I have the grammar:

$\qquad \begin{align} S &\to S = P \mid S \neq P \mid P \\ P &\to NUM \end{align}$

This grammar suffers from left recursion. To eliminate left recursion, I got:

$\qquad \begin{align} S &\to PS' \\ S' &\to\, = PS' \mid\, \neq PS' \mid \varepsilon \\ P &\to NUM \end{align}$

However when constructing the LL(1) parsing table, it turns out the grammar is ambiguous. Is there a way to disambiguate the grammar without changing the generated language, or did I make a mistake somewhere?

This is my work so far:

Non-terminal Nullable First            Follow
S            False    NUM              $
    S'           True     !=, ==, epsilon  $
P            False    NUM              $, ==, !=

Parse Table
     !=       ==    NUM      $
S                   ->PS'
S'  ->!=PS'  ->==PS'        ->epsilon
P                   ->NUM
  • $\begingroup$ Are my workings correct then? $\endgroup$
    – barq
    May 17, 2012 at 23:01
  • $\begingroup$ I don't see how the grammar is ambiguous. Can you give a case where it is? $\endgroup$
    – ninjagecko
    May 17, 2012 at 23:03
  • $\begingroup$ Look up refactoring ambiguous grammars. There should be enough material on google to get you started. $\endgroup$
    – Eric
    May 17, 2012 at 23:03
  • 1
    $\begingroup$ If there are multiply defined entries in the table, it's not LL(1). It could be due to left-recursion, the need for a left-factored grammar, or ambiguity (even after resolving the previous conditions). A parse table isn't going to necessarily tell you whether your grammar is ambiguous, although a multiply defined entry may hint that it is. As mentioned, if the grammar is ambiguous, it's ambiguous, but from what I can tell the grammar isn't ambiguous. Also, your follow sets are incomplete. FOLLOW(S') = FOLLOW(S) = {$}. $\endgroup$
    – blackcompe
    May 18, 2012 at 3:28
  • 1
    $\begingroup$ The grammar is not ambiguous. This is demonstrated by your parsing table: each table cell has at most one production in it. $\endgroup$
    – ibid
    May 24, 2012 at 7:40

1 Answer 1


We can consider $NUM$ and therewith $P$ a terminal symbol. Furthermore, $S$ does only occur once in every derivation. Therefore, if there is any ambiguity, it has to stem from

$\qquad \displaystyle S' \to\, = PS' \mid\, \neq PS' \mid \varepsilon$

Now, that fragment is a right-regular grammar with only one non-terminal whose right-hand sides do not share any prefixes. So clearly every term has only derivation, given by its length and permutation of $=$ and $\neq$.
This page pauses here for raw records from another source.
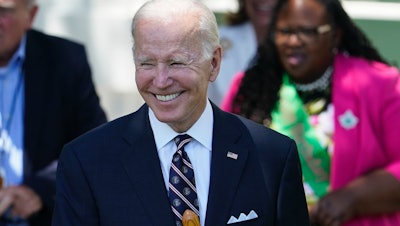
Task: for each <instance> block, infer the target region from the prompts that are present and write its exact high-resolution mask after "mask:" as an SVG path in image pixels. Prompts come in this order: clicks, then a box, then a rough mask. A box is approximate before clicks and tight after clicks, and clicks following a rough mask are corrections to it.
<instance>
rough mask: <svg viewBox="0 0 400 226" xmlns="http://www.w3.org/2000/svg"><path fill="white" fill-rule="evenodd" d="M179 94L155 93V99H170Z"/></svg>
mask: <svg viewBox="0 0 400 226" xmlns="http://www.w3.org/2000/svg"><path fill="white" fill-rule="evenodd" d="M177 96H179V93H174V94H169V95H156V98H157V100H159V101H170V100H173V99H175V98H176V97H177Z"/></svg>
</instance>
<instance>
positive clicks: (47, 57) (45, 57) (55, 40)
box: [0, 0, 106, 226]
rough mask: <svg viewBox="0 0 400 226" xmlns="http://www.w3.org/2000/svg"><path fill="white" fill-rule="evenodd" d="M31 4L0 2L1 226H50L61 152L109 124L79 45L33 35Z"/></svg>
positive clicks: (32, 13) (52, 37)
mask: <svg viewBox="0 0 400 226" xmlns="http://www.w3.org/2000/svg"><path fill="white" fill-rule="evenodd" d="M37 9H38V7H37V5H36V4H35V2H34V1H33V0H0V83H1V84H0V93H1V95H0V98H1V99H0V118H1V122H0V130H1V133H0V134H1V135H0V176H1V177H0V179H1V180H0V181H1V182H2V187H1V189H0V215H1V218H0V225H1V226H3V225H7V226H12V225H18V226H22V225H23V226H47V225H51V217H52V210H53V208H54V196H55V176H56V168H57V164H58V157H59V154H60V152H61V149H62V146H63V145H64V144H65V143H67V142H69V141H71V140H72V139H73V138H75V137H77V136H78V135H81V134H82V133H84V132H86V131H88V130H90V129H92V128H94V127H96V126H98V125H100V124H102V123H104V122H106V115H105V113H104V111H103V109H102V108H101V106H100V103H99V98H98V96H97V94H96V91H95V87H94V85H93V81H92V78H91V71H90V67H89V64H88V61H87V58H86V53H85V49H84V47H83V46H82V45H80V44H77V43H74V42H71V41H68V40H65V39H61V38H57V37H53V36H49V35H46V34H43V33H41V32H38V31H35V30H31V29H30V28H31V24H32V21H33V19H34V16H35V14H36V12H37Z"/></svg>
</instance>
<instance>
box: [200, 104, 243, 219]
mask: <svg viewBox="0 0 400 226" xmlns="http://www.w3.org/2000/svg"><path fill="white" fill-rule="evenodd" d="M238 121H239V120H237V119H236V117H232V116H228V115H227V114H225V113H222V112H221V111H220V110H219V109H216V108H215V107H214V131H213V134H214V135H213V145H212V160H211V178H210V189H209V197H208V204H207V215H206V224H205V225H226V223H227V221H228V219H229V217H230V207H231V203H232V200H233V199H234V197H235V193H236V190H237V187H238V186H239V182H240V178H241V175H242V173H243V169H244V167H245V165H246V161H247V155H248V149H247V148H246V145H243V144H242V141H243V136H242V131H241V130H240V127H243V125H242V124H241V123H239V122H238ZM228 153H229V154H228ZM230 153H233V154H230ZM235 155H237V158H236V159H235V157H234V156H235Z"/></svg>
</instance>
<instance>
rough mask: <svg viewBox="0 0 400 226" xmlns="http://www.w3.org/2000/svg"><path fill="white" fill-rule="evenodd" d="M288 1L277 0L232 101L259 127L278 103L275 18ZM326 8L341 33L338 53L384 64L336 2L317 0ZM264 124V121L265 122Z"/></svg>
mask: <svg viewBox="0 0 400 226" xmlns="http://www.w3.org/2000/svg"><path fill="white" fill-rule="evenodd" d="M288 1H289V0H278V2H277V3H276V5H275V9H274V12H273V15H272V18H271V25H270V27H269V30H268V32H267V34H270V35H268V36H267V37H266V39H265V40H264V41H263V43H261V44H260V46H259V47H258V50H257V56H256V58H255V60H254V65H253V66H252V67H250V68H249V69H247V70H246V72H245V76H244V77H243V80H242V82H241V85H240V87H239V90H238V93H237V94H236V97H235V98H234V100H233V107H232V111H233V113H236V114H239V115H242V116H244V117H246V118H249V119H251V120H253V121H256V122H258V123H268V121H270V120H271V112H272V110H273V109H274V107H275V105H276V102H277V101H278V99H279V94H278V93H279V89H280V87H281V85H282V75H283V74H284V71H285V69H284V68H283V66H282V64H281V62H280V60H279V57H278V52H277V49H276V46H275V42H274V35H273V34H274V29H275V26H276V22H277V16H278V14H279V12H280V11H281V10H282V8H283V7H284V6H285V5H286V4H287V3H288ZM316 1H318V2H320V3H321V4H322V5H323V6H325V8H326V12H327V13H329V14H330V15H329V16H330V20H331V24H333V26H335V27H336V28H338V29H341V30H342V39H341V40H340V43H339V46H338V50H339V51H342V52H347V53H348V54H349V55H352V56H357V57H362V58H365V59H367V60H374V61H379V62H383V63H386V64H387V62H386V61H385V60H384V59H383V58H382V57H381V55H380V54H379V52H378V51H377V50H376V49H375V47H374V46H372V44H371V42H370V41H369V39H368V38H367V37H366V35H365V34H364V33H363V31H362V30H361V29H360V28H358V27H357V26H356V25H355V23H354V22H353V21H352V19H351V18H350V17H349V15H348V14H347V13H346V12H345V10H344V9H343V7H342V5H341V3H340V1H339V0H316ZM265 120H267V121H265Z"/></svg>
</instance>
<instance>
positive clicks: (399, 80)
mask: <svg viewBox="0 0 400 226" xmlns="http://www.w3.org/2000/svg"><path fill="white" fill-rule="evenodd" d="M270 29H271V30H270V32H268V34H273V35H271V36H269V37H268V38H267V39H266V40H265V41H264V43H263V44H262V45H261V46H260V47H259V50H258V60H257V63H256V64H255V65H254V66H253V67H252V68H250V69H248V70H247V71H246V72H243V73H239V74H238V75H237V76H236V77H235V78H234V80H233V82H232V84H231V87H230V90H229V92H228V93H227V95H226V96H225V99H224V101H223V103H222V108H223V109H224V110H226V111H230V112H233V113H237V114H240V115H243V116H245V117H247V118H250V119H252V120H254V121H256V122H259V123H262V124H264V125H265V126H269V127H271V128H274V129H276V130H277V131H279V132H281V133H284V134H286V135H288V136H290V137H292V138H293V139H295V140H296V142H297V145H298V149H299V152H300V156H301V162H302V170H303V178H304V187H305V190H306V193H307V194H306V196H307V201H308V204H309V208H310V217H311V222H313V224H314V225H318V226H338V225H346V226H350V225H351V226H397V225H400V132H399V130H400V115H399V114H400V73H399V71H398V69H397V68H395V67H391V66H389V65H388V63H387V62H385V60H384V59H383V58H382V57H381V56H380V54H379V53H378V51H377V50H376V49H375V48H374V47H373V46H372V45H371V43H370V42H369V40H368V38H367V37H366V36H365V34H363V32H362V31H361V30H360V29H359V28H357V26H356V25H355V24H354V23H353V22H352V20H351V19H350V18H349V16H348V15H347V14H346V12H345V11H344V10H343V8H342V6H341V4H340V2H339V0H278V2H277V7H276V9H275V12H274V15H273V17H272V21H271V26H270Z"/></svg>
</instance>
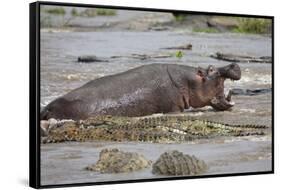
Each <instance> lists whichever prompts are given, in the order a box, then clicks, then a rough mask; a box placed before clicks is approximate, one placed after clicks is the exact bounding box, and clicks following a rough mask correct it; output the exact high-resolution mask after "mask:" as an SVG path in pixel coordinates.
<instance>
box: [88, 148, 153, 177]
mask: <svg viewBox="0 0 281 190" xmlns="http://www.w3.org/2000/svg"><path fill="white" fill-rule="evenodd" d="M150 165H151V161H149V160H147V159H146V158H144V156H142V155H141V154H138V153H133V152H123V151H121V150H119V149H116V148H115V149H103V150H102V151H101V152H100V156H99V160H98V161H97V163H96V164H94V165H91V166H88V167H86V169H87V170H91V171H97V172H101V173H121V172H132V171H136V170H141V169H144V168H148V167H150Z"/></svg>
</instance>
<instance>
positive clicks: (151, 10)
mask: <svg viewBox="0 0 281 190" xmlns="http://www.w3.org/2000/svg"><path fill="white" fill-rule="evenodd" d="M41 5H56V6H70V7H84V8H110V9H121V10H136V11H137V10H139V11H152V12H154V11H155V12H173V13H189V14H194V15H196V14H198V15H199V14H206V15H220V16H232V17H251V18H267V19H271V21H272V34H271V36H272V64H271V67H272V170H271V171H260V172H246V173H233V174H231V173H230V174H216V175H204V176H180V177H172V178H166V177H165V178H157V179H140V180H122V181H106V182H91V183H73V184H61V185H41V183H40V181H41V180H40V6H41ZM29 15H30V19H29V21H30V26H29V27H30V28H29V30H30V34H29V35H30V55H29V56H30V65H29V68H30V78H29V86H30V92H29V93H30V98H29V123H30V128H29V134H30V137H29V185H30V186H31V187H33V188H54V187H73V186H88V185H102V184H121V183H136V182H151V181H162V180H182V179H194V178H211V177H212V178H214V177H232V176H244V175H260V174H273V173H274V17H273V16H264V15H247V14H233V13H217V12H199V11H186V10H168V9H155V8H141V7H120V6H108V5H106V6H105V5H92V4H79V3H60V2H45V1H39V2H34V3H30V13H29Z"/></svg>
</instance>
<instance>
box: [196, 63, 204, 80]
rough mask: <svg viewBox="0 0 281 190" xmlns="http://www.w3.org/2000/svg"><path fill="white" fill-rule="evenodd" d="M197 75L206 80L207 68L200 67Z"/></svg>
mask: <svg viewBox="0 0 281 190" xmlns="http://www.w3.org/2000/svg"><path fill="white" fill-rule="evenodd" d="M197 75H198V76H200V77H201V78H202V81H203V82H204V81H205V80H206V73H205V70H204V69H203V68H201V67H198V69H197Z"/></svg>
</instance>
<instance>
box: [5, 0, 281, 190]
mask: <svg viewBox="0 0 281 190" xmlns="http://www.w3.org/2000/svg"><path fill="white" fill-rule="evenodd" d="M69 1H71V2H77V3H89V4H105V5H119V6H132V7H133V6H135V7H151V8H163V9H165V8H166V9H182V10H194V11H211V12H227V13H242V14H259V15H272V16H275V50H276V51H275V52H276V54H275V73H276V78H275V82H276V85H275V92H276V93H275V97H277V98H276V99H275V107H276V110H275V112H276V113H278V111H280V108H279V109H277V105H279V106H280V104H279V103H280V100H278V98H279V96H280V95H281V94H280V85H279V84H278V81H279V80H280V77H281V75H280V74H279V73H278V72H280V71H281V69H280V61H281V59H280V49H281V48H280V35H281V28H280V27H281V26H280V25H281V22H280V19H281V8H280V7H281V6H280V5H278V2H279V1H278V0H262V1H261V0H255V1H251V0H248V1H247V0H173V1H169V0H166V1H164V0H80V1H73V0H69ZM29 2H31V1H23V0H17V1H16V0H14V1H12V0H3V1H1V7H2V8H1V10H0V14H1V16H0V19H1V22H0V26H1V29H0V32H1V35H0V47H1V51H0V102H1V104H0V125H1V126H0V127H1V130H0V141H1V142H0V146H1V147H0V189H3V190H4V189H28V188H29V187H28V167H29V166H28V137H29V133H28V130H29V128H28V125H29V124H28V116H29V114H28V106H29V103H28V99H29V86H28V81H29V33H28V31H29V5H28V3H29ZM278 94H279V96H278ZM276 113H275V116H277V114H276ZM275 121H276V122H275V138H276V141H275V146H276V147H277V148H276V149H275V153H276V156H275V160H276V162H275V173H276V174H274V175H273V174H270V175H258V176H242V177H223V178H211V179H193V180H180V181H165V182H149V183H133V184H121V185H103V186H94V187H93V186H90V187H76V188H72V189H93V188H94V189H100V190H104V189H130V190H131V189H135V190H138V189H142V190H143V189H160V188H161V189H183V188H187V189H216V190H220V189H224V190H225V189H228V190H232V189H235V190H238V189H246V188H247V189H253V190H258V189H263V190H265V189H269V188H274V187H275V188H280V186H279V185H278V184H280V181H281V176H280V165H279V163H280V162H279V160H278V159H280V139H279V138H278V137H279V132H280V130H279V129H278V128H279V126H278V124H280V118H278V117H276V119H275ZM276 186H277V187H276ZM278 186H279V187H278ZM63 189H64V188H63Z"/></svg>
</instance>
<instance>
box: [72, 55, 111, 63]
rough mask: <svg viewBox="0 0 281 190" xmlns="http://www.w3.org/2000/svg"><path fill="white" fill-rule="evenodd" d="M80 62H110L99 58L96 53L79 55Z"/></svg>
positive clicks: (106, 60)
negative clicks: (82, 55) (96, 55)
mask: <svg viewBox="0 0 281 190" xmlns="http://www.w3.org/2000/svg"><path fill="white" fill-rule="evenodd" d="M77 61H78V62H84V63H91V62H108V61H107V60H103V59H99V58H98V57H97V56H95V55H84V56H79V57H78V60H77Z"/></svg>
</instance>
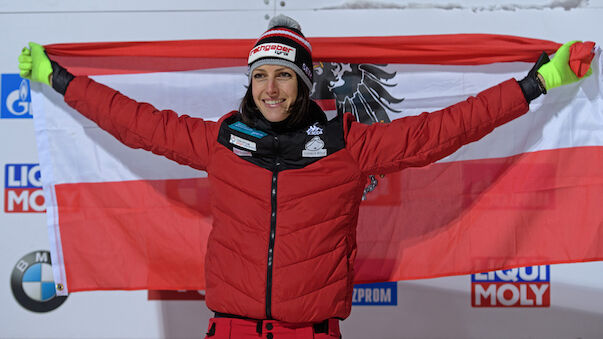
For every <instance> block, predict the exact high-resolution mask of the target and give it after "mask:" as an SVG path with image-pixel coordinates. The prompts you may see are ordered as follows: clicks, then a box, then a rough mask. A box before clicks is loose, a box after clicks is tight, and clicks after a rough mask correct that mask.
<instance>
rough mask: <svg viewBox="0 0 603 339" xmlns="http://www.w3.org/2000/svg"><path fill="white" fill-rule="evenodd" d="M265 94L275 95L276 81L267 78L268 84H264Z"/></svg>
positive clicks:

In total, your grammar is unambiguous. Above observations also suggest that the grammar can be parsed in one pass from left to right with one token lookahead (distinguish $=$ and $\neq$). In fact, the grammar is basically a deterministic (no shared prefixes) and right-regular (replace all $P$ with $NUM$) grammar, so it's certainly an LL(1) grammar.

So I suggest you revisit the construction of the parsing table (your favorite textbook or Wikipedia) -- you must have made a mistake.